Once you've acquired basic skills, you may want to start detailing vehicles on your own. Successful detailers rely on word of mouth advertising, so you want your first customers to have good experiences. Don't offer or promise services that exceed your level of skill, even if it means losing the sale. For example, if you are only trained to offer basic exterior and interior care, do not offer to repair scratches or paint chips. New detailers sometimes promise more than they can deliver, and they end up performing a poor-quality detail or even causing damage to a customer's car. Once your reputation is impaired in your market, it's difficult to repair it.

Once you are offering basic detailing services, you should look to increase your set of skills.
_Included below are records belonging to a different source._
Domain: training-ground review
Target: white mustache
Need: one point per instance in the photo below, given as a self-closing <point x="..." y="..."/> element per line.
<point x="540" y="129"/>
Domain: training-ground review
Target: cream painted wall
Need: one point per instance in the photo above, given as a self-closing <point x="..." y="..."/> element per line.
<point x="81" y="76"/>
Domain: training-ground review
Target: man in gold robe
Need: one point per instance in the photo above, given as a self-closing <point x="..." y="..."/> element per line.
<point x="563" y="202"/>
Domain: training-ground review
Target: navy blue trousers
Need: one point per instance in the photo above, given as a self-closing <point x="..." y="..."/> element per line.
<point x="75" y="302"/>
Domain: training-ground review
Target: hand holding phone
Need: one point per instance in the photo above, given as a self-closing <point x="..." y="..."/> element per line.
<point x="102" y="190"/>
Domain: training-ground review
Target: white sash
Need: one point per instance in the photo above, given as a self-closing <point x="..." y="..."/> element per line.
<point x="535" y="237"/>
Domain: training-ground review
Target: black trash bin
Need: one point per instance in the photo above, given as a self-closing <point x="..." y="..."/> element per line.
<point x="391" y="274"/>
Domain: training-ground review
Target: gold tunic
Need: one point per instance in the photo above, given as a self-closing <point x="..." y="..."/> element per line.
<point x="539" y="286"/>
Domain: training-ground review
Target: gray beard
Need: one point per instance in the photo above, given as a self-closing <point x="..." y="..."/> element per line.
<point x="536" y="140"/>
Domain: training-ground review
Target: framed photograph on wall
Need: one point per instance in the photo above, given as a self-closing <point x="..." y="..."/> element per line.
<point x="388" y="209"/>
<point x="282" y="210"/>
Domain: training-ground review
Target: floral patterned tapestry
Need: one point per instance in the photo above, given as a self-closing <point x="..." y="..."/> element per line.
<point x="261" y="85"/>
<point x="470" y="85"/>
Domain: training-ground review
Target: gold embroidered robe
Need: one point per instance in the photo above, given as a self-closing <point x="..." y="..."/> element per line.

You will receive training opportunities from the trade associations you have joined. You should look to your equipment and chemical suppliers as well. Many detailers start in business by purchasing their initial supplies from the big-box retailers, such as Wal-Mart or Home Depot. After a time, however, you may start buying more professional-grade products from local distributors. These distributors often can provide training on how to use their products and may even have suggestions on what to charge for the services. You should look to add paint correction and chip repair early on in your business. You may even branch out into paintless dent removal, gold plating or windshield repair. At any rate, as you add these services, look for suppliers that can provide training and ongoing support.

Tips & Warnings

  • When adding a new service, practice on your own car or look to purchase junk car parts, such as a hood or door. Start out small. You can purchase your initial supplies for a few hundred dollars. Master your basic skills, and then expand. If people are happy with your work, encourage them to tell others. Consider offering a discount on future details if they refer new customers to you. Many auto dealerships subcontract their detailing operations. This may be a place to find work, although it is price competitive.
  • Do not do anything that removes paint from a customer's vehicle--such as using a compound and/or a rotary buffer--until you are fully trained. Many new detailers use compounds and buffers too aggressively. Once you have removed paint from a customer's vehicle, you cannot put it back.